Super Siri oferece uma visão sobre o que há de valioso em ter acesso privilegiado à nossa mente. Na minha opinião, o acesso privilegiado é valioso porque é necessário para se ter um tipo particular de controlo robusto sobre o conteúdo das nossas mentes. O controlo em questão é uma questão de ser capaz de manter em privado factos particulares sobre as nossas mentes ou revelar certos factos àqueles que escolhemos - e só através de acesso privilegiado é que podemos ter um controlo tão robusto. Quando temos acesso privilegiado a algum facto, não só somos autoridades epistémicas nessa altura, como também é provável que continuemos a ser autoridades. Somos os únicos que podemos utilizar este acesso privilegiado para termos um conhecimento autoritário deste facto. Outros têm de confiar em nós para possuírem conhecimento dos factos a que temos acesso privilegiado.

E eis o ponto importante para os nossos propósitos: tal controlo é extremamente valioso para nós. Só conseguiremos atingir os nossos objectivos se tivermos o controlo de factos privados - sem controlo, não temos qualquer hipótese. Seria impossível aos jogadores de póquer fazer bluff se não tivessem controlo sobre factos sobre a sua própria mente. Um professor de matemática tem mais hipóteses de motivar o seu aluno em dificuldades a aprender, se o aluno não tiver consciência de que o instrutor acredita que não é um aluno forte.

Pode pensar que tal controlo é valioso apenas porque nos proporciona um tipo de privacidade relativamente a factos sobre as nossas mentes. Mas há casos em que proporcionar a outros o conhecimento seguro dos nossos pensamentos é importante para atingir um objectivo específico. Um amante afastado, por exemplo, tem muito a ganhar em poder informar a seu ex-parceira de que ainda quer estar com ela. Se ele não lhe puder dar tal conhecimento seguro, então não é provável que eles se voltem a juntar.

Somos criaturas orientadas para os objectivos e a posse de acesso privilegiado torna mais provável que sejamos capazes de atingir os nossos objectivos. Se as versões de Super Siri discutidas acima fossem a única forma de podermos conhecer o conteúdo das nossas mentes, então teríamos menos controlo sobre factos sobre as nossas mentes do que teríamos se tivéssemos acesso privilegiado a tais factos, e por isso seríamos agentes menos bem sucedidos.

Concentrei-me em grande parte no que alguns poderiam ver como factos relativamente triviais sobre as nossas mentes, tais como factos sobre as nossas sensações e algumas atitudes. Mas note-se que estes estados determinam, em parte, porque é que agimos da forma como agimos.
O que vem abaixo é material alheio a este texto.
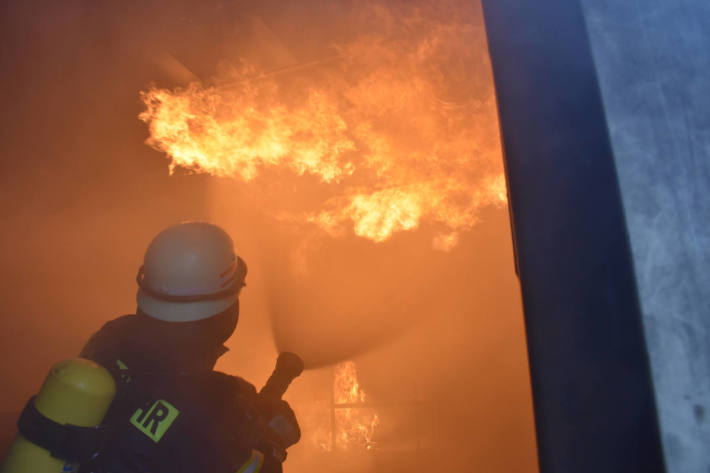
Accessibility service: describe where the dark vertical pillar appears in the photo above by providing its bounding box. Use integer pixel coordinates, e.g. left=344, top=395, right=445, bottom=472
left=483, top=0, right=664, bottom=473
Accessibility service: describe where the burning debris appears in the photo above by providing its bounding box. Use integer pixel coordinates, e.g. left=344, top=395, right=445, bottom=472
left=333, top=361, right=380, bottom=450
left=140, top=1, right=506, bottom=250
left=306, top=361, right=380, bottom=452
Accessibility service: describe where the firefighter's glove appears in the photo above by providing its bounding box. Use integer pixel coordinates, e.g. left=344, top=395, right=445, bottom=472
left=257, top=396, right=301, bottom=450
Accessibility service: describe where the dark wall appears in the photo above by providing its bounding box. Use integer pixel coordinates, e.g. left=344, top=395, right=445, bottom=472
left=582, top=0, right=710, bottom=473
left=483, top=0, right=664, bottom=473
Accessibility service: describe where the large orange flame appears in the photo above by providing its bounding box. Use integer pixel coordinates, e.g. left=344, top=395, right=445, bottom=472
left=140, top=0, right=506, bottom=250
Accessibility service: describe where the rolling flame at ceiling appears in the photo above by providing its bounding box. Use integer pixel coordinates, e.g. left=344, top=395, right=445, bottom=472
left=140, top=1, right=506, bottom=250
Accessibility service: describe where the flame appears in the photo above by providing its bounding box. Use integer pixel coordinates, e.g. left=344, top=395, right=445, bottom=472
left=140, top=0, right=506, bottom=251
left=333, top=361, right=380, bottom=450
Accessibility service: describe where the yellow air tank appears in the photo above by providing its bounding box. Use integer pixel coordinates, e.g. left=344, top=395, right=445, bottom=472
left=0, top=358, right=116, bottom=473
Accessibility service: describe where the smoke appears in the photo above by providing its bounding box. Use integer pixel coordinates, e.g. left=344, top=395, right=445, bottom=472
left=0, top=0, right=536, bottom=473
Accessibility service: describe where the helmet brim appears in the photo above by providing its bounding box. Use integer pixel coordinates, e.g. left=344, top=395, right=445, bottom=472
left=136, top=289, right=239, bottom=322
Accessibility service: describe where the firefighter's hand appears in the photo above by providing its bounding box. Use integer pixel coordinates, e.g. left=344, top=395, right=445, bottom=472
left=257, top=396, right=301, bottom=450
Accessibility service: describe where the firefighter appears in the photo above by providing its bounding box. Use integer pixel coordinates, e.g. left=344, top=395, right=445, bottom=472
left=80, top=222, right=300, bottom=473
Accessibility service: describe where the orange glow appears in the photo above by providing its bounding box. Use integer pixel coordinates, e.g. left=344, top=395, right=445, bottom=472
left=140, top=0, right=506, bottom=251
left=333, top=361, right=380, bottom=450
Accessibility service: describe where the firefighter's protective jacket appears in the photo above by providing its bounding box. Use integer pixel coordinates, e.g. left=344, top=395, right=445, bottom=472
left=81, top=307, right=281, bottom=473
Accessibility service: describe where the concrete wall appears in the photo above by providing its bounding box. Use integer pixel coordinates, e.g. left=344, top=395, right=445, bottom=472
left=582, top=0, right=710, bottom=473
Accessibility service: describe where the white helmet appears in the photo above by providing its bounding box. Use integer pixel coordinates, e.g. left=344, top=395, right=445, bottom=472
left=136, top=222, right=247, bottom=322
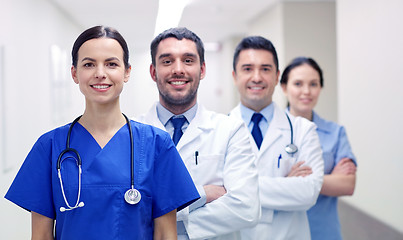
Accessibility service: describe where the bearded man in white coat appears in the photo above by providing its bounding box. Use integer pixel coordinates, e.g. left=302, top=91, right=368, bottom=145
left=230, top=36, right=323, bottom=240
left=137, top=28, right=260, bottom=240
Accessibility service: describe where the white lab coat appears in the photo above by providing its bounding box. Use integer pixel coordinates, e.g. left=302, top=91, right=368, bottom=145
left=230, top=103, right=323, bottom=240
left=137, top=104, right=260, bottom=240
E são as nossas acções que iluminam o tipo de pessoas que somos. 
Dado isto, se temos acesso privilegiado a factos sobre o que desejamos e pretendemos, então este conhecimento torna mais provável que sejamos capazes de determinar por que razão agimos da forma como agimos. O acesso privilegiado permitir-nos-ia um tipo de controlo epistémico sobre factos sobre as nossas mentes que têm grande peso sobre o tipo de pessoas que somos. Tais factos são os factos mais íntimos que existem sobre nós. 
Se os cépticos estiverem certos sobre a nossa falta de acesso privilegiado às nossas mentes, então não possuiríamos algo que tenha um valor significativo. Isto não é, em si mesmo, razão para pensar que temos realmente acesso privilegiado, mas é uma razão para nos preocuparmos se o temos.